Developing the Industry 4.0 Model and Improving Industrial Resilience

The Industrial Model of Industry 4.0:

Smart factories can quickly switch processes and mass-produce customized or even unique products at the same cost. Corporate branding or manufacturing scale is no longer a key advantage. When traditional supply chains break down, innovative enterprises rapidity grab the market with competitive and revolutionary business models that produce smart products.

The Development Background of Industry 4.0:

The rise and popularization of mechanization, electric power, and information technology (IT) have triggered three industrial revolutions successively, and have promoted major progress in the development of human civilization. The development of data communication technology and the breakthrough of computer computing power have driven the trend of digitalization. This has laid the foundation for, and triggered the fourth industrial revolution, also known as Industry 4.0. Industry 4.0 not only changes the methods of production and provision of services through smart factories and smart production, but transforms individual industries, according to their unique characteristics and needs, to each having their own unique Industry 4.0.

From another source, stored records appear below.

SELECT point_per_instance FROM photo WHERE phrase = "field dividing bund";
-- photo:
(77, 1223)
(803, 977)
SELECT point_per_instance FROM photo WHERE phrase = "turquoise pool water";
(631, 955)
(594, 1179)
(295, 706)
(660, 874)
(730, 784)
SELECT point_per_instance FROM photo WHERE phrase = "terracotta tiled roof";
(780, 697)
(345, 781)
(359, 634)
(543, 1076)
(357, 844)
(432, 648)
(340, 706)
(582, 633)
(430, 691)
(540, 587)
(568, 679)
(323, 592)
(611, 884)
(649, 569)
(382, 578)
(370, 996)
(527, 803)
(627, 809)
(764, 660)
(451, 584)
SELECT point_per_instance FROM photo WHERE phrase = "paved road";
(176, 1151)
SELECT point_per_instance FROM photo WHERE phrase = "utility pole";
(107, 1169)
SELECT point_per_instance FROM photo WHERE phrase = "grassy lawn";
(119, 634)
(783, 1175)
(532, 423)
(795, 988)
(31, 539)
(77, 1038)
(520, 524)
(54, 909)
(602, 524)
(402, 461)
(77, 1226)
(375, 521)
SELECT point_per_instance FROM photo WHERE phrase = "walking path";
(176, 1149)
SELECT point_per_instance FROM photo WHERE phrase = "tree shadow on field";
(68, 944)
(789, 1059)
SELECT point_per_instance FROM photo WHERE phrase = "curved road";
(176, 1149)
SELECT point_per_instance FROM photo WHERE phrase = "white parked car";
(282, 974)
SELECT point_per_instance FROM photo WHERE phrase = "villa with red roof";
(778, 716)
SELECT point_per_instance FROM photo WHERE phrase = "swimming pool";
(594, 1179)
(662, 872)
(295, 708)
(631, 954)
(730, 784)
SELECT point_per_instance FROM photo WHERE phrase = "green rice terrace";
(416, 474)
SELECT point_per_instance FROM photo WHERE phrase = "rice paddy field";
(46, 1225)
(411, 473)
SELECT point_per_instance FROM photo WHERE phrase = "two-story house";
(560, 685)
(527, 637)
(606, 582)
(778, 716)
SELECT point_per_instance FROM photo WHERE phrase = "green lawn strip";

Key Applications for Industry 4.0

1. Cyber-Physical System (CPS):
   Cyber-Physical System (CPS) is the key technology of Industry 4.0. Through computers, sensors, and the use of network technology, various devices, machines, and digital systems are interconnected. Through the communication and interaction between them, the virtual and physical worlds are seamlessly integrated. CPS also embeds computing and communication into physical operation programs, adding new intelligence and capabilities to physical systems. Real-time perception, dynamic control, and intelligent instant messaging services are provided. CPS has been implemented in many industrial fields, such as online and offline systems (O2O), the retail industry, omnichannel marketing, smart homes, transportation, security, environmental control, process control, and other fields, bringing economic, political and social benefits.
2. Intelligent robots and machines:
   Robots have gradually replaced human labor. Industrial robots of various types and different purposes have not only grown rapidly in number but have also gradually become more intelligent, able to adapt, communicate and interact, and are gradually replacing human workflows in certain fields. With human-machine interfaces equipped with smart sensor capabilities, and humans working together to perform tasks, there will still be a significant increase in production capacity. This will have a huge impact on the kind of skills required and cost structure of factories.
3. Industrial virtualization/automation:
   When building a new factory or producing new products in an existing factory area, Industry 4.0 will use virtual factories or products to prepare for physical mass production. If any process can be simulated and confirmed in the virtual environment first, it represents that the final solution is ready. Software parameters and numerical matrices can then be uploaded to the physical machine that controls mass production, and the physical operations can proceed. The virtual factory can use 3D technology to design production process and visualize the interaction of worker and machine.
4. Big data:
   The factory of the future will generate vast amounts of data which will need to be stored, processed, and analyzed. In the Industry 4.0 environment, CPS can develop, manage, and make good use of massive data.  Interconnectivity of machines will aid machine intelligence, flexibility, and adjustment capabilities, allowing CPS to integrate industrial mass production, logistics and services. This will transform today's factories into highly competitive and economically promising Industry 4.0 factories. The integration of massive data and cloud computing is bound to lead to new types of information application models, thereby bringing about intelligent innovation.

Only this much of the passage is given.